Dopo la presentazione del ds Enzo De Vito, la parola in conferenza è passata ai tre protagonisti: Pezzella, Massimo e Moxedano.

Pur avendo una certa esperienza alle spalle (ha 31 anni, ndr) – ha spiegato Pezzellaè per me un grande orgoglio vestire questa gloriosa maglia. Ad Avellino mi rimetto in discussione perché pur avendo vinto un campionato con la Juve Stabia, mi metto a disposizione di una società che ha un indiscusso blasone che voglio onorare al meglio. So che da me ci si aspetta molto perché vado a coprire un vuoto lasciato scoperto in squadra, anche se i ragazzi che vi si sono alternati prima di me hanno fatto bene. Ricci nello specifico è un giovane di qualità che può giocarsela tranquillamente, affidabile e sicuro. La salvezza resta naturalmente il nostro primo obiettivo, per esperienza so che nel girone di ritorno comincia un altro campionato per cui bisogna dimenticare quanto fatto finora per raggiungere quanto prima la salvezza, e poi cominciare a divertirsi”.
A nostra domanda sul peso che sente nel presidiare una zona difensiva, quella sinistra, sulla quale sono arrivati spesso cross che hanno portato al gol, Pezzella risponde: “So che l’Avellino cercava un uomo di esperienza, sono qui per dare una mano a una difesa che comunque non è scarsa come sento dire”.

La parola passa poi a Moxedano, che più o meno ripete le parole rilasciate a noi in esclusiva qualche giorno fa: “Sono qui per giocarmi una carta importante della mia carriera. Sono onoratissimo di vestire questa maglia; quando l’anno scorso sono giunto al Partenio da avversario mi sono emozionato nel giocare qui; è per me, quindi una gioia immensa vestire ora questa maglia”. A nostra domanda (“Hai sempre giocato in categorie inferiori e a 27 anni puoi fialmente dimostrare il tuo valore”) ha risposto: “Effettivamente mi gioco una chance importante ma sono pronto e convinto di poter far bene.
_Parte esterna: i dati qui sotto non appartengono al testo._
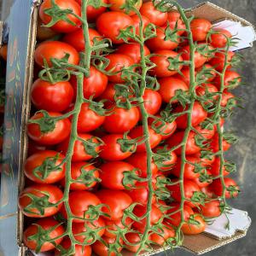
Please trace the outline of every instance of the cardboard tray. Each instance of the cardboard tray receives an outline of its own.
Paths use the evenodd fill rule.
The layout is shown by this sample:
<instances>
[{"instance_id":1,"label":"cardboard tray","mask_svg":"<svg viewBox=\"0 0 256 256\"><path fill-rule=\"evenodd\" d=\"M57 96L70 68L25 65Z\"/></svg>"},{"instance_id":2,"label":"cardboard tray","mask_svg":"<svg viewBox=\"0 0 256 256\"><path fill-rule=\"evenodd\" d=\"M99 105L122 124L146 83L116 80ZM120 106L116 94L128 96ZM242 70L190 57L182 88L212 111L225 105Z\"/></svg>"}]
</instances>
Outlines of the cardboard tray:
<instances>
[{"instance_id":1,"label":"cardboard tray","mask_svg":"<svg viewBox=\"0 0 256 256\"><path fill-rule=\"evenodd\" d=\"M24 218L17 209L17 196L24 187L22 167L27 150L26 124L30 115L30 90L32 84L33 55L40 3L40 0L16 1L6 20L3 32L4 35L9 32L9 55L4 166L1 177L0 256L24 256L32 253L22 243ZM232 20L242 27L249 27L253 34L253 38L255 38L253 26L250 22L209 2L188 9L187 15L207 18L212 22ZM183 247L194 253L201 254L243 237L246 232L247 229L235 230L232 236L221 241L206 234L185 236ZM19 247L13 243L16 240ZM151 255L160 251L163 251L163 248L157 247ZM131 254L124 253L124 255Z\"/></svg>"}]
</instances>

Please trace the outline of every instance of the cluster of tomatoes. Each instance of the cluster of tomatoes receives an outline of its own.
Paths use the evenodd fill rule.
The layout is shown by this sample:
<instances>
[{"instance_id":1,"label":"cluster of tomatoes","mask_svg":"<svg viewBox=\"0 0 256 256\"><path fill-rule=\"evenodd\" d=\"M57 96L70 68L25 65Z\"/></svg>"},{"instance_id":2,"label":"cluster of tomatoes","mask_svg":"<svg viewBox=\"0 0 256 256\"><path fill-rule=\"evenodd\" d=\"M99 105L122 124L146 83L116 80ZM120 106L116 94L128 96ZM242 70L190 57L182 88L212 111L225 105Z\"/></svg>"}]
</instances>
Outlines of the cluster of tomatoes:
<instances>
[{"instance_id":1,"label":"cluster of tomatoes","mask_svg":"<svg viewBox=\"0 0 256 256\"><path fill-rule=\"evenodd\" d=\"M100 6L87 7L87 19L95 24L88 29L90 43L93 46L108 38L113 47L102 55L108 65L99 65L99 57L96 60L96 53L92 53L90 76L84 79L84 100L76 127L79 139L71 145L70 174L65 157L76 136L72 121L77 109L78 78L72 74L52 84L39 76L32 87L32 106L42 111L35 113L27 125L30 142L24 165L27 180L19 207L26 216L36 219L26 227L23 241L37 252L53 250L55 255L64 255L76 241L74 255L91 255L91 251L101 256L117 255L122 248L136 253L145 231L148 236L143 249L149 248L150 243L172 245L180 225L184 234L199 234L204 231L207 218L219 216L225 208L218 200L224 191L221 173L229 175L234 165L227 161L220 172L219 152L229 149L233 138L224 136L219 149L219 131L213 117L220 96L218 111L225 113L233 108L236 98L230 90L241 82L232 70L235 54L229 52L225 57L230 33L214 31L204 19L191 21L196 47L193 92L196 100L189 113L191 45L179 12L162 12L152 2L133 1L140 17L135 9L125 9L125 2L132 1L100 2ZM38 27L38 39L44 42L37 46L35 62L41 74L56 68L60 61L66 60L67 71L81 62L84 27L79 17L83 6L81 0L44 1L39 16L43 24L51 26ZM68 9L62 20L54 22L58 12L53 7ZM153 34L143 50L133 38L122 37L122 32L129 34L133 30L139 35L142 29ZM137 91L127 79L127 70L133 71L133 76L140 74L145 58L152 65L143 95L149 116L148 137ZM225 89L219 93L225 61L230 67L224 74ZM44 68L46 72L42 73ZM185 142L184 161L182 148L189 114L191 131ZM224 119L221 122L223 125ZM150 174L147 139L153 155ZM224 183L225 197L236 196L236 182L225 177ZM68 207L61 201L67 188ZM73 221L67 219L67 225L71 214Z\"/></svg>"}]
</instances>

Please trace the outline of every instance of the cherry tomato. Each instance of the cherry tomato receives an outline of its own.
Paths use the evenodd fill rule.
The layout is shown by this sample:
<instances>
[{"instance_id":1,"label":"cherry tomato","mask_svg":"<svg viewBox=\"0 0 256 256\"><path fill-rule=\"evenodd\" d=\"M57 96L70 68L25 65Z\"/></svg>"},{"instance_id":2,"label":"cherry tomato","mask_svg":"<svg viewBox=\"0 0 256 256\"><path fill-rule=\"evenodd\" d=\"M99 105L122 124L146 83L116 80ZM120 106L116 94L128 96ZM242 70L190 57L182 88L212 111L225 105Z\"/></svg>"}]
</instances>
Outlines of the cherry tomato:
<instances>
[{"instance_id":1,"label":"cherry tomato","mask_svg":"<svg viewBox=\"0 0 256 256\"><path fill-rule=\"evenodd\" d=\"M121 145L119 140L124 139L122 134L109 134L102 137L104 144L102 147L102 152L100 153L101 158L106 160L115 161L123 160L131 155L132 151L127 150L122 151ZM127 137L127 140L131 139ZM132 149L132 148L131 148Z\"/></svg>"},{"instance_id":2,"label":"cherry tomato","mask_svg":"<svg viewBox=\"0 0 256 256\"><path fill-rule=\"evenodd\" d=\"M81 15L81 8L78 3L74 0L55 0L55 3L58 6L58 9L70 9L73 14L78 16ZM53 7L51 0L44 0L39 9L39 16L43 22L47 25L52 21L52 17L45 13L45 11ZM77 30L80 25L81 21L79 18L75 17L73 15L67 15L66 17L75 24L70 24L66 20L59 20L50 28L59 33L68 33Z\"/></svg>"},{"instance_id":3,"label":"cherry tomato","mask_svg":"<svg viewBox=\"0 0 256 256\"><path fill-rule=\"evenodd\" d=\"M158 10L152 2L143 3L140 13L158 26L163 26L167 21L167 13Z\"/></svg>"},{"instance_id":4,"label":"cherry tomato","mask_svg":"<svg viewBox=\"0 0 256 256\"><path fill-rule=\"evenodd\" d=\"M103 37L112 40L113 44L123 44L123 39L118 39L120 30L133 26L132 19L121 12L106 12L96 20L97 31Z\"/></svg>"},{"instance_id":5,"label":"cherry tomato","mask_svg":"<svg viewBox=\"0 0 256 256\"><path fill-rule=\"evenodd\" d=\"M96 143L97 146L93 147L93 146L87 145L86 147L84 147L84 143L81 141L76 141L74 144L72 160L73 162L79 162L79 161L86 161L94 158L93 154L98 154L100 152L99 141L92 135L87 133L79 133L79 137L84 141ZM64 154L66 154L68 148L68 144L69 144L69 138L58 145L58 148L57 148L58 151L62 152ZM92 150L94 152L91 152Z\"/></svg>"},{"instance_id":6,"label":"cherry tomato","mask_svg":"<svg viewBox=\"0 0 256 256\"><path fill-rule=\"evenodd\" d=\"M79 52L71 45L59 41L45 41L38 44L35 50L35 61L40 67L44 66L44 60L52 67L51 59L61 60L68 54L68 64L79 65Z\"/></svg>"},{"instance_id":7,"label":"cherry tomato","mask_svg":"<svg viewBox=\"0 0 256 256\"><path fill-rule=\"evenodd\" d=\"M61 116L61 113L56 112L48 113L51 117ZM36 120L44 117L43 113L35 113L31 119ZM43 132L39 125L29 123L27 125L27 135L37 143L42 145L55 145L69 137L71 131L71 123L68 119L61 119L55 122L53 130L48 132Z\"/></svg>"},{"instance_id":8,"label":"cherry tomato","mask_svg":"<svg viewBox=\"0 0 256 256\"><path fill-rule=\"evenodd\" d=\"M62 112L73 101L73 89L68 82L49 82L37 79L32 86L31 100L38 109Z\"/></svg>"},{"instance_id":9,"label":"cherry tomato","mask_svg":"<svg viewBox=\"0 0 256 256\"><path fill-rule=\"evenodd\" d=\"M45 218L39 219L36 224L31 224L24 231L23 242L28 248L32 250L36 250L39 242L41 242L42 237L38 237L38 239L34 238L32 240L30 239L31 236L38 234L39 227L45 231L49 230L51 230L49 231L48 234L50 239L59 237L65 232L65 230L62 227L62 225L61 225L60 223L55 220L53 218ZM55 240L54 242L55 245L58 245L61 242L63 238L58 238ZM51 242L45 241L40 247L39 252L43 253L50 251L55 247L55 245L54 245Z\"/></svg>"},{"instance_id":10,"label":"cherry tomato","mask_svg":"<svg viewBox=\"0 0 256 256\"><path fill-rule=\"evenodd\" d=\"M176 64L177 61L183 61L183 58L177 52L168 49L161 49L154 52L154 55L150 58L155 67L151 69L154 75L159 78L170 77L183 68L182 64Z\"/></svg>"},{"instance_id":11,"label":"cherry tomato","mask_svg":"<svg viewBox=\"0 0 256 256\"><path fill-rule=\"evenodd\" d=\"M37 203L31 199L31 195L37 198ZM31 218L49 217L57 213L63 203L56 207L50 204L58 203L62 197L62 191L55 186L36 184L26 188L19 195L19 207L24 215Z\"/></svg>"},{"instance_id":12,"label":"cherry tomato","mask_svg":"<svg viewBox=\"0 0 256 256\"><path fill-rule=\"evenodd\" d=\"M24 173L37 183L55 183L65 176L65 166L60 166L65 156L56 151L44 150L28 157Z\"/></svg>"},{"instance_id":13,"label":"cherry tomato","mask_svg":"<svg viewBox=\"0 0 256 256\"><path fill-rule=\"evenodd\" d=\"M102 207L102 212L109 215L109 217L103 216L107 219L120 219L124 215L124 211L132 204L131 198L120 190L101 189L96 195L102 204L108 206L108 207Z\"/></svg>"}]
</instances>

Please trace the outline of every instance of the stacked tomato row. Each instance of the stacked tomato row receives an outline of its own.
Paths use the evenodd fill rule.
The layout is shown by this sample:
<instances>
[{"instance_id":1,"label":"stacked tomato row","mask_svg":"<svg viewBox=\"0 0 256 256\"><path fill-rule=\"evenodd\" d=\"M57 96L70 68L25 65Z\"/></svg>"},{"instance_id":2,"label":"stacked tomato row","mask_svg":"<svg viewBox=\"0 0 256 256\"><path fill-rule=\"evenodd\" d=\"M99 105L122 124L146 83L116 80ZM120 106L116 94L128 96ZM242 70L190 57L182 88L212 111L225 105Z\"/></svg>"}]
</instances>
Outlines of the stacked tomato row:
<instances>
[{"instance_id":1,"label":"stacked tomato row","mask_svg":"<svg viewBox=\"0 0 256 256\"><path fill-rule=\"evenodd\" d=\"M72 9L77 15L81 14L81 1L55 0L55 3L61 9ZM125 225L121 220L124 214L127 214L125 210L129 207L138 218L147 212L148 185L145 179L148 176L146 146L142 142L143 117L136 101L126 108L121 108L116 101L122 102L124 91L129 90L127 81L121 76L122 73L125 68L132 65L136 67L141 61L139 44L132 40L126 44L118 36L120 30L131 26L135 27L138 34L140 19L134 12L125 13L125 9L121 9L121 6L125 1L105 0L102 3L105 4L102 7L89 6L87 9L88 20L96 24L96 29L89 28L90 44L92 45L96 44L96 40L102 40L103 38L109 38L114 51L104 55L109 61L105 72L96 68L96 65L91 65L90 76L84 79L84 96L88 101L81 106L77 130L79 137L90 143L92 146L84 144L82 140L76 141L74 144L71 166L73 182L70 186L69 206L73 215L78 218L73 219L72 232L76 241L88 244L94 239L90 236L90 231L94 230L96 236L102 237L106 244L113 246L115 243L118 251L120 252L125 247L131 252L137 252L141 236L145 230L146 218L136 221L128 217L125 218ZM156 77L160 86L154 89L149 86L146 88L143 100L145 108L150 115L148 133L153 152L168 153L160 165L153 158L153 177L150 180L155 190L152 199L150 224L160 225L162 228L158 232L151 231L148 239L153 243L164 245L166 241L175 237L176 227L182 219L178 211L181 201L179 183L170 183L166 186L163 183L168 180L167 177L175 183L180 176L182 147L176 146L183 141L188 117L187 113L178 113L186 111L189 105L187 103L183 108L176 97L177 91L186 92L189 89L189 45L185 25L177 11L163 13L152 2L143 3L142 1L137 1L135 6L142 15L144 29L150 23L157 27L155 37L146 42L144 53L145 55L151 54L150 61L155 67L150 70L150 75ZM43 24L51 21L49 15L51 7L52 1L45 0L43 3L39 12ZM47 14L45 10L48 10ZM37 72L43 67L45 67L45 65L52 67L53 59L60 60L67 54L69 55L68 64L79 64L79 52L84 51L81 22L72 15L67 17L73 23L62 20L53 25L50 29L38 27L39 39L46 40L52 37L59 39L38 44L35 52ZM204 81L198 83L195 93L199 98L201 96L203 99L205 96L208 97L205 102L196 101L192 111L193 130L186 142L187 162L183 174L186 197L183 218L186 223L182 226L182 230L184 234L198 234L205 229L205 218L217 217L222 212L220 201L215 199L223 191L219 177L220 159L218 156L218 134L215 124L212 128L203 125L212 116L212 112L207 113L204 104L210 102L214 106L220 96L218 91L221 81L215 70L218 73L223 71L225 55L221 49L225 47L227 38L231 35L225 30L212 32L211 22L203 19L195 19L190 26L194 40L198 42L195 55L195 74L197 79L200 78ZM168 31L172 38L166 38ZM227 88L223 94L222 108L229 106L230 101L234 100L235 96L230 92L230 89L240 82L239 74L230 69L234 55L233 52L229 52L228 61L230 67L224 76L224 86ZM174 67L170 60L177 61ZM206 70L210 71L210 74L208 72L208 75L206 75ZM68 81L54 84L38 79L32 84L31 98L33 108L44 111L32 115L32 122L27 125L30 138L29 156L24 166L27 182L19 198L20 209L26 216L40 218L40 220L35 222L36 224L28 226L24 233L24 242L32 250L55 250L57 245L68 249L71 246L67 236L64 239L61 238L65 233L65 224L61 224L59 220L60 216L62 219L67 218L66 207L63 203L58 206L53 204L61 200L67 186L67 166L62 160L68 151L73 116L60 119L55 124L49 122L48 127L43 127L33 121L46 115L61 117L73 111L77 87L75 76L71 76ZM119 90L122 88L123 96L117 98L118 88ZM94 108L102 100L104 100L105 108L108 110L107 114L101 113L97 108ZM175 120L165 121L165 125L162 125L160 119L163 113L166 113L164 110L170 102L172 108L169 110L169 115L176 114L177 117ZM155 122L153 116L160 119L159 123ZM223 124L224 122L223 119ZM159 130L160 132L157 132ZM207 140L206 147L212 153L211 159L201 154L202 148L197 144L196 139L199 134ZM124 150L121 142L133 140L140 143L137 147L131 143L130 149ZM223 150L227 150L230 146L229 140L223 142ZM173 147L177 148L170 151ZM197 166L203 167L201 168L203 171L198 172ZM224 172L228 175L229 170L224 170ZM207 176L207 180L201 178L202 173L204 177ZM218 177L214 178L217 177ZM229 190L230 187L237 189L234 180L225 177L224 182L227 188L225 196L236 196L236 190L235 193L229 192L231 191ZM163 187L171 195L166 201L160 200ZM203 203L200 200L202 195L207 195L208 202ZM137 205L131 208L134 203ZM86 222L85 225L82 218L88 218L90 206L98 206L101 216L92 223ZM195 221L192 222L191 219ZM125 239L129 243L123 239L116 241L117 234L120 230L126 230ZM38 238L37 234L39 231L41 235L47 235ZM55 237L58 238L55 240ZM52 239L55 243L42 239ZM90 255L91 249L97 255L108 255L108 248L102 243L102 240L95 241L91 246L76 245L75 255ZM58 250L55 249L55 255L61 254L60 248L58 247Z\"/></svg>"}]
</instances>

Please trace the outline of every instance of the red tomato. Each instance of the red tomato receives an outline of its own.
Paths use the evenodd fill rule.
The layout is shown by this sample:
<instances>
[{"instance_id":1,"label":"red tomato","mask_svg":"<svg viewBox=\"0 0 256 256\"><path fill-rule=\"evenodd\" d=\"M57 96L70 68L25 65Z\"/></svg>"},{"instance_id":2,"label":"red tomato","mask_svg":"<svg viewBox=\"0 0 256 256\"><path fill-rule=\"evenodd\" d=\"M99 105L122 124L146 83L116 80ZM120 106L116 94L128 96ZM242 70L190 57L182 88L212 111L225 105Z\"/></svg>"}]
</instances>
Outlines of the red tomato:
<instances>
[{"instance_id":1,"label":"red tomato","mask_svg":"<svg viewBox=\"0 0 256 256\"><path fill-rule=\"evenodd\" d=\"M167 13L158 10L152 2L143 3L140 13L158 26L163 26L167 21Z\"/></svg>"},{"instance_id":2,"label":"red tomato","mask_svg":"<svg viewBox=\"0 0 256 256\"><path fill-rule=\"evenodd\" d=\"M88 191L73 191L69 193L69 206L73 215L77 218L73 221L74 223L84 223L84 218L92 218L95 216L90 216L86 213L90 206L96 207L100 205L101 200L95 195ZM67 212L64 206L61 209L62 216L67 218Z\"/></svg>"},{"instance_id":3,"label":"red tomato","mask_svg":"<svg viewBox=\"0 0 256 256\"><path fill-rule=\"evenodd\" d=\"M194 19L190 23L190 29L195 41L205 41L212 23L205 19Z\"/></svg>"},{"instance_id":4,"label":"red tomato","mask_svg":"<svg viewBox=\"0 0 256 256\"><path fill-rule=\"evenodd\" d=\"M59 237L61 235L63 235L65 232L64 228L60 224L60 223L52 218L45 218L38 220L36 224L31 224L24 231L23 242L28 248L32 250L36 250L39 242L42 242L41 241L42 237L38 237L38 239L32 239L32 240L29 239L31 236L38 234L39 226L41 227L41 229L43 229L45 231L52 230L52 231L49 231L48 235L50 239ZM58 245L61 242L63 238L58 238L55 240L54 242L55 245ZM38 249L38 251L47 252L54 249L55 247L55 246L53 243L45 241L43 243L42 247Z\"/></svg>"},{"instance_id":5,"label":"red tomato","mask_svg":"<svg viewBox=\"0 0 256 256\"><path fill-rule=\"evenodd\" d=\"M160 134L157 134L152 128L148 127L149 133L149 143L151 148L155 148L161 141L162 137ZM130 132L129 136L135 139L143 136L143 126L139 125L133 128ZM143 139L140 139L141 142ZM145 152L146 151L146 144L143 143L137 146L137 152Z\"/></svg>"},{"instance_id":6,"label":"red tomato","mask_svg":"<svg viewBox=\"0 0 256 256\"><path fill-rule=\"evenodd\" d=\"M133 26L132 19L121 12L106 12L96 20L97 31L103 37L111 39L113 44L123 44L123 39L118 39L120 30Z\"/></svg>"},{"instance_id":7,"label":"red tomato","mask_svg":"<svg viewBox=\"0 0 256 256\"><path fill-rule=\"evenodd\" d=\"M163 102L166 103L169 103L175 96L176 90L189 90L187 84L183 80L175 79L174 77L160 79L159 83L160 84L159 92L161 95ZM173 102L177 102L177 100L173 101Z\"/></svg>"},{"instance_id":8,"label":"red tomato","mask_svg":"<svg viewBox=\"0 0 256 256\"><path fill-rule=\"evenodd\" d=\"M87 133L80 133L79 134L79 137L84 139L84 141L96 143L98 146L93 147L93 146L86 145L86 147L84 147L84 143L81 141L76 141L74 144L72 160L73 162L79 162L79 161L86 161L94 158L93 154L98 154L100 152L99 141L92 135ZM58 151L62 152L64 154L66 154L68 148L68 144L69 144L69 139L65 140L64 142L62 142L61 144L58 145ZM91 153L92 150L94 151L93 153Z\"/></svg>"},{"instance_id":9,"label":"red tomato","mask_svg":"<svg viewBox=\"0 0 256 256\"><path fill-rule=\"evenodd\" d=\"M201 214L207 218L216 218L221 214L220 201L218 200L206 202L203 206L200 206Z\"/></svg>"},{"instance_id":10,"label":"red tomato","mask_svg":"<svg viewBox=\"0 0 256 256\"><path fill-rule=\"evenodd\" d=\"M81 15L81 8L76 1L69 0L55 0L55 3L61 9L70 9L73 14L76 15L80 16ZM39 9L39 16L43 22L47 25L52 21L52 17L47 14L45 14L45 11L50 8L52 8L52 1L51 0L44 0L43 3L40 6ZM67 15L66 17L71 20L73 23L75 24L70 24L67 21L65 20L59 20L55 25L53 25L50 28L59 33L68 33L71 32L73 32L77 30L80 25L81 21L79 19L75 17L73 15Z\"/></svg>"},{"instance_id":11,"label":"red tomato","mask_svg":"<svg viewBox=\"0 0 256 256\"><path fill-rule=\"evenodd\" d=\"M65 177L65 166L60 166L64 158L52 150L36 153L26 159L24 173L37 183L55 183Z\"/></svg>"},{"instance_id":12,"label":"red tomato","mask_svg":"<svg viewBox=\"0 0 256 256\"><path fill-rule=\"evenodd\" d=\"M59 117L61 113L55 112L49 112L49 116ZM39 119L44 117L43 113L38 113L33 115L31 119ZM27 135L35 141L37 143L42 145L55 145L69 137L71 130L71 123L68 119L64 119L56 121L53 130L49 132L44 132L41 131L39 125L29 123L27 125Z\"/></svg>"},{"instance_id":13,"label":"red tomato","mask_svg":"<svg viewBox=\"0 0 256 256\"><path fill-rule=\"evenodd\" d=\"M89 37L90 45L93 45L94 39L100 40L101 35L92 28L89 28ZM84 51L84 31L79 28L71 33L66 34L63 38L63 41L72 45L77 51Z\"/></svg>"},{"instance_id":14,"label":"red tomato","mask_svg":"<svg viewBox=\"0 0 256 256\"><path fill-rule=\"evenodd\" d=\"M98 169L87 162L73 163L71 166L71 177L77 180L70 185L72 190L88 190L94 187L100 177ZM61 184L65 188L66 180L63 178Z\"/></svg>"},{"instance_id":15,"label":"red tomato","mask_svg":"<svg viewBox=\"0 0 256 256\"><path fill-rule=\"evenodd\" d=\"M51 59L61 60L68 54L68 63L79 65L79 55L71 45L59 41L45 41L38 44L35 50L35 61L38 65L44 67L44 60L49 67L52 67Z\"/></svg>"},{"instance_id":16,"label":"red tomato","mask_svg":"<svg viewBox=\"0 0 256 256\"><path fill-rule=\"evenodd\" d=\"M150 51L148 48L144 45L144 55L150 55ZM132 44L120 44L117 50L115 51L117 54L125 55L131 57L133 60L134 63L139 63L141 61L141 48L138 43Z\"/></svg>"},{"instance_id":17,"label":"red tomato","mask_svg":"<svg viewBox=\"0 0 256 256\"><path fill-rule=\"evenodd\" d=\"M129 177L131 172L137 175L135 167L122 161L107 162L101 166L102 185L110 189L126 189L134 187L137 180Z\"/></svg>"},{"instance_id":18,"label":"red tomato","mask_svg":"<svg viewBox=\"0 0 256 256\"><path fill-rule=\"evenodd\" d=\"M112 114L106 117L103 128L110 133L125 133L139 121L140 112L137 107L130 109L113 107ZM114 125L113 125L114 124Z\"/></svg>"},{"instance_id":19,"label":"red tomato","mask_svg":"<svg viewBox=\"0 0 256 256\"><path fill-rule=\"evenodd\" d=\"M84 79L84 96L86 99L89 99L91 96L94 98L98 97L107 88L108 81L108 77L105 74L94 67L90 67L89 78ZM77 79L75 76L71 77L70 83L73 84L76 94Z\"/></svg>"},{"instance_id":20,"label":"red tomato","mask_svg":"<svg viewBox=\"0 0 256 256\"><path fill-rule=\"evenodd\" d=\"M154 52L154 55L150 61L155 64L151 69L154 75L159 78L170 77L183 68L182 64L177 64L177 61L183 61L183 58L177 52L168 49L161 49Z\"/></svg>"},{"instance_id":21,"label":"red tomato","mask_svg":"<svg viewBox=\"0 0 256 256\"><path fill-rule=\"evenodd\" d=\"M31 100L38 109L62 112L73 101L73 89L68 82L51 84L37 79L32 86Z\"/></svg>"},{"instance_id":22,"label":"red tomato","mask_svg":"<svg viewBox=\"0 0 256 256\"><path fill-rule=\"evenodd\" d=\"M197 146L195 143L195 135L196 134L194 131L190 131L189 134L189 137L186 143L186 154L194 154L201 151L201 148ZM172 136L171 136L166 141L170 148L179 145L182 143L183 137L184 137L183 131L178 131L174 133ZM181 154L181 151L182 151L181 147L174 150L174 152L178 155Z\"/></svg>"},{"instance_id":23,"label":"red tomato","mask_svg":"<svg viewBox=\"0 0 256 256\"><path fill-rule=\"evenodd\" d=\"M225 29L214 29L210 36L210 44L215 48L224 48L228 43L227 38L232 37L231 33Z\"/></svg>"},{"instance_id":24,"label":"red tomato","mask_svg":"<svg viewBox=\"0 0 256 256\"><path fill-rule=\"evenodd\" d=\"M188 107L183 109L182 106L178 106L174 109L175 113L182 113L183 111L188 110ZM192 110L192 126L196 126L203 122L207 118L207 113L204 110L201 105L195 102ZM176 119L177 127L179 129L185 130L188 126L188 114L183 114Z\"/></svg>"},{"instance_id":25,"label":"red tomato","mask_svg":"<svg viewBox=\"0 0 256 256\"><path fill-rule=\"evenodd\" d=\"M96 193L102 204L108 206L102 207L102 212L109 215L104 218L118 220L124 215L124 211L132 204L131 198L120 190L101 189Z\"/></svg>"},{"instance_id":26,"label":"red tomato","mask_svg":"<svg viewBox=\"0 0 256 256\"><path fill-rule=\"evenodd\" d=\"M71 247L71 241L68 238L65 238L61 246L65 249L68 250ZM61 253L57 249L55 251L55 256L61 256ZM91 255L91 247L90 246L81 246L79 244L75 245L75 254L73 256L90 256Z\"/></svg>"},{"instance_id":27,"label":"red tomato","mask_svg":"<svg viewBox=\"0 0 256 256\"><path fill-rule=\"evenodd\" d=\"M36 197L37 202L31 199L30 195ZM57 207L51 207L50 204L58 203L62 197L62 191L55 186L36 184L21 192L19 196L19 207L24 215L31 218L49 217L57 213L63 203Z\"/></svg>"},{"instance_id":28,"label":"red tomato","mask_svg":"<svg viewBox=\"0 0 256 256\"><path fill-rule=\"evenodd\" d=\"M122 151L119 140L123 138L123 134L109 134L102 137L102 140L104 145L102 147L102 152L100 153L101 158L108 161L116 161L123 160L131 155L134 148L131 148L131 151ZM130 139L131 137L127 137L127 140Z\"/></svg>"},{"instance_id":29,"label":"red tomato","mask_svg":"<svg viewBox=\"0 0 256 256\"><path fill-rule=\"evenodd\" d=\"M141 152L131 154L126 159L126 161L140 170L139 174L141 177L147 177L147 153ZM151 161L151 172L153 175L158 172L157 166L153 160Z\"/></svg>"},{"instance_id":30,"label":"red tomato","mask_svg":"<svg viewBox=\"0 0 256 256\"><path fill-rule=\"evenodd\" d=\"M226 188L225 197L236 197L238 195L238 193L240 192L237 183L234 179L230 177L224 177L224 179ZM224 188L222 185L221 178L214 179L210 187L216 195L222 196Z\"/></svg>"}]
</instances>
Mi trovo bene nel gioco adottato da Bucaro e ho già giocato nel 4-3-3”.

Infine Massimo, un ’89 con cui l’Avellino copre la necessità di avere in rosa under per il discorso del minutaggio: “Sono orgogliosissimo di essere ad Avellino, una piazza importante, pur arrivando dalla Roma, dove ero entrato nel giro della prima squadra. Qui trovo una realtà completamente diversa rispetto ad Aversa, bisogna lavorare tanto, metterci impegno ma penso di avere le caratteristiche giuste per il gioco di Bucaro. Il tecnico mi ha fatto una buona impressione, mi stimola molto e sin dai primi giorni di allenamento ha preteso e pretende tanto da me”. Nel 4-3-3 oltre ad attaccare bisogna anche prestare attenzione alla fase di interdizione, gli chiediamo: “A me piace molto impostare – risponde – un po’ meno difendere, ma con l’aiuto del mister cercherò di acquisire i requisiti fondamentali per fortificarmi anche in fase di non possesso”.